Currently, none of the municipal wastewater treatment plants around the lake comply with legislated limits for the maximum permitted level of E. coli. The treatment plants exceed the maximum permitted level by up to 8,000% (DICA-AMSCLAE, 2015).

 

Due to a scarcity of governmental funding, and to dysfunction of past governmental agencies, people have little hope for a properly functioning wastewater treatment infrastructure.

The Role of Flush Toilets

 

Over time, municipalities have installed pipes delivering fresh water (not safe for drinking) to many houses. In addition, sewage pipes were installed to lead wastewater away to treatment plants. With this new modern plumbing, residents felt that they could abandon their old ways and install modern flush toilets like the ones in the houses, hotels, and restaurants where some of them worked. Few people understood that the new wastewater treatment plants were not designed to handle black water from flush toilets. Also, due to a variety of factors, human as well as natural, most of the plants have eventually failed or drastically decreased in efficiency. This has led to increasing amounts of untreated or under-treated black water entering the lake.

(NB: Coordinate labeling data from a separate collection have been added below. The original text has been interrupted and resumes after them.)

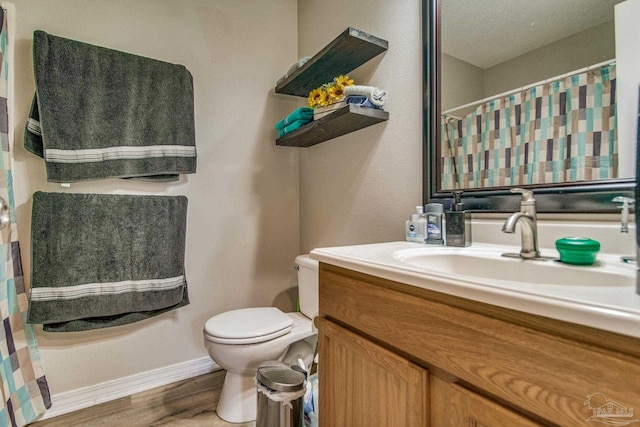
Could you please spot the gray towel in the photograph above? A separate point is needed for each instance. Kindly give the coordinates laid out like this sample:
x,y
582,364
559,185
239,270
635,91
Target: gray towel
x,y
100,113
102,260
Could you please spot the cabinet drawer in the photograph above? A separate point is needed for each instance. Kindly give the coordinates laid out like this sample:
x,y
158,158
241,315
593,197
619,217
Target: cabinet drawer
x,y
537,373
455,406
364,385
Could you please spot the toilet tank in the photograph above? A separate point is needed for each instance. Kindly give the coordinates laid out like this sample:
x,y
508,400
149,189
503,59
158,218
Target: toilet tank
x,y
308,285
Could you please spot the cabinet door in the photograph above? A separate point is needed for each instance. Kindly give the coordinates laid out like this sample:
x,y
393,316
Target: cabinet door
x,y
363,384
454,406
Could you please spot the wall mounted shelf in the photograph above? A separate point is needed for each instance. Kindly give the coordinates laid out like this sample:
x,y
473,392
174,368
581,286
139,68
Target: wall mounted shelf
x,y
345,120
344,54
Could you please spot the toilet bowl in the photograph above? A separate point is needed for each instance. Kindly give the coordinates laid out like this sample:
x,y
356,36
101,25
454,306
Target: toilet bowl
x,y
239,340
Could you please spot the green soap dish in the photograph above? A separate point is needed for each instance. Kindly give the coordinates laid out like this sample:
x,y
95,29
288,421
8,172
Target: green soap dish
x,y
578,250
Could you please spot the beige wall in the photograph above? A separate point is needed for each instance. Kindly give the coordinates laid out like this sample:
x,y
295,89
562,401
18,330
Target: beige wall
x,y
461,83
361,187
243,219
580,50
628,72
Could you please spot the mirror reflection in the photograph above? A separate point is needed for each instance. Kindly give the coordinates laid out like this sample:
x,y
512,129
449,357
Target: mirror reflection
x,y
528,94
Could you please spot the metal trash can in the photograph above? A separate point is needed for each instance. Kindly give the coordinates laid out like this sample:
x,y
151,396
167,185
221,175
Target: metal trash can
x,y
280,396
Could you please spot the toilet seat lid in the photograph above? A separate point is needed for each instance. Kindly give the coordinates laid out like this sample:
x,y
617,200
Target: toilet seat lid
x,y
254,323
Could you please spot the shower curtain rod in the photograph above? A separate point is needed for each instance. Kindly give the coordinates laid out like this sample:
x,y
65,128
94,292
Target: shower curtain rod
x,y
512,91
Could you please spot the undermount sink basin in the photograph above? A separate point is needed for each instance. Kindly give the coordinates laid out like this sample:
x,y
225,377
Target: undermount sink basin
x,y
487,265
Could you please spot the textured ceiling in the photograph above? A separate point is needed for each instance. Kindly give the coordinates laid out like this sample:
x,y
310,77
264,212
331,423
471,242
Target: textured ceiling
x,y
489,32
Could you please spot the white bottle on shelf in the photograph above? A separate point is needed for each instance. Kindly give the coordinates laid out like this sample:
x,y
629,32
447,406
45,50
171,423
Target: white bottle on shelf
x,y
416,226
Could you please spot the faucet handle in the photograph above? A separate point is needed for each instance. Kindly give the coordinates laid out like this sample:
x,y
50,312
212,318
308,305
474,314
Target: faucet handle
x,y
626,203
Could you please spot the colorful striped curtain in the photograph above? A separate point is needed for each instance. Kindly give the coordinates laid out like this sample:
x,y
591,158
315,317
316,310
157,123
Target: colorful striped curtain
x,y
563,131
25,394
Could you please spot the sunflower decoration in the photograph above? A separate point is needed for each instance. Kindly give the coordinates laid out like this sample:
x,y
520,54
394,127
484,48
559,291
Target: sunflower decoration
x,y
329,93
314,97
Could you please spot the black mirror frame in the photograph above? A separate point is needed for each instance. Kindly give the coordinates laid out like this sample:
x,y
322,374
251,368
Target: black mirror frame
x,y
593,197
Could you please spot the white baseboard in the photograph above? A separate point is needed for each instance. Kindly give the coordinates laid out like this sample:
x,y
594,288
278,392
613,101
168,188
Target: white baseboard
x,y
73,400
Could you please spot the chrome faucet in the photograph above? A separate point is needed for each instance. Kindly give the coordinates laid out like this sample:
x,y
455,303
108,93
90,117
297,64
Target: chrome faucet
x,y
528,224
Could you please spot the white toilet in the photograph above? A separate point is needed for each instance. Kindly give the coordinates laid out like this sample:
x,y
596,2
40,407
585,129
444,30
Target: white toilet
x,y
239,340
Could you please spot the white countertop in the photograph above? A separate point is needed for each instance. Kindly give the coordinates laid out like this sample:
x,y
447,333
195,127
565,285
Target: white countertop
x,y
606,306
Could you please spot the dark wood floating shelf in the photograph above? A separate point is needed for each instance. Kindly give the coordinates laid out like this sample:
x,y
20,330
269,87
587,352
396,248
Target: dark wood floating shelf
x,y
344,54
345,120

The following is an excerpt from an article published in Time Magazine in 2008 (bold emphasis added here):

Though the common flush toilet has remained largely the same since it's invention in 1596, the world it inhabits has changed drastically. City populations have mushroomed, sewers have become overburdened and water has become scarcer. Now, the flushing loo — that human innovation that lifted the industrialized world out of its own dirt, cholera and dysentery — is quickly becoming one of the more egregious instruments of waste in this time of acutely finite resources. "The world can't sustain this toilet," says Jack Sim, the founder of the World Toilet Organization — the other WTO — an organization that advocates for sustainable sanitation solutions for all. "This 'flush and forget' attitude creates a new problem which we have to revisit."

If you are, as Sim's [sic] said, one of the millions who tends [sic] to 'flush and forget' on a regular basis, chances are you're dumping up to 22 liters of drinkable water every day, one three- to six-liter flush at a time. But the problem doesn't stop there. What follows — the 'forget' part of the toilet experience — is the long and costly process of sanitizing the water that was clean before you answered nature's call. In the developed world, the flush toilet is our only direct link to the enormous — and exorbitant — engineering feat that is the modern urban sanitation system: the sewers, filtration plants, water treatment facilities, and finally, treated water disposal channels that send the scrubbed water into our rivers and lakes.

Using so much water per flush unnecessarily increases the volume of our waste and the cost of its transportation and treatment, ecologists say. If you don't put waste in water in the first place, then you don't have to spend money to remove it at the back end. The process also leaves a huge carbon footprint, says Rose George, author of The Big Necessity: The Unmentionable World of Human Waste and Why it Matters. In the UK, she says, "the sewage system uses as much energy as what the largest coal fire station in the [country] produces" — about 28.8 million tones of carbon dioxide a year.

But the fundamental shift in how we think about our waste, and by extension, dispose of it, needs to be to stop mixing liquids and solids, says the WTO's Sim. "The human body is designed to separate solids from liquid waste," and we should follow suit, he says. By separating fecal matter from urine at the source in what's called a "urine diversion toilet," a wider ecological system of waste disposal becomes possible. Solids can be composted for fertilizer and harvested for methane gas. Urine can be used to produce phosphorous and nitrogen and clean, drinkable water. (The question is, will people bring themselves to drink it?)